Late-month data from the Central Energy Fund is pointing towards significant price cuts for petrol and diesel.
Johannesburg – South African motorists enjoyed one of the biggest fuel price decreases ever in April, with petrol falling by up to R1.88 and diesel by R1.35, although most people didn’t feel the benefit due to the nationwide lockdown.
However, there is further good news for May, with late-month data from the Central Energy Fund pointing towards another significant price cut.
Next month’s fuel price calculation will be based on international oil price data up to April 29, and with just two days to go, the current month-average numbers are pointing towards a price decrease of R1.73 a litre for 95 Unleaded petrol and R1.46 for low-sulphur 50ppm diesel. The CEF has not listed the data for 93 Unleaded, and in April that decrease was 12 cents less than that for 95 ULP.
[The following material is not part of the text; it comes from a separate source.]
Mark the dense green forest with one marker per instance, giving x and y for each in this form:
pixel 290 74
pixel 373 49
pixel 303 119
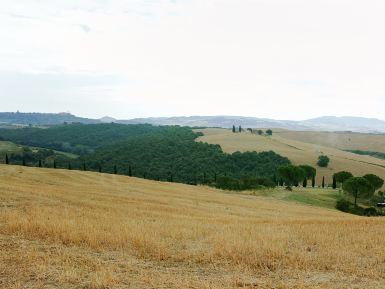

Assuming a R1.73 per litre petrol price cut, a litre of 95 Unleaded will cost motorists R11.53 at the coast, from May 6, and R12.23 in Gauteng.
The price cuts are due to weaker international oil prices, with Brent Crude listed at $22.95 a barrel at the time of writing. Consider that in 2018 oil breached the $80 mark.
Unfortunately South Africans won’t enjoy the full benefit of rock-bottom international oil prices as taxes and levies reportedly make up around 40% of the fuel price equation, which we will explain in more detail in a separate article soon, and the weak rand has also been eroding the fuel price relief to some degree.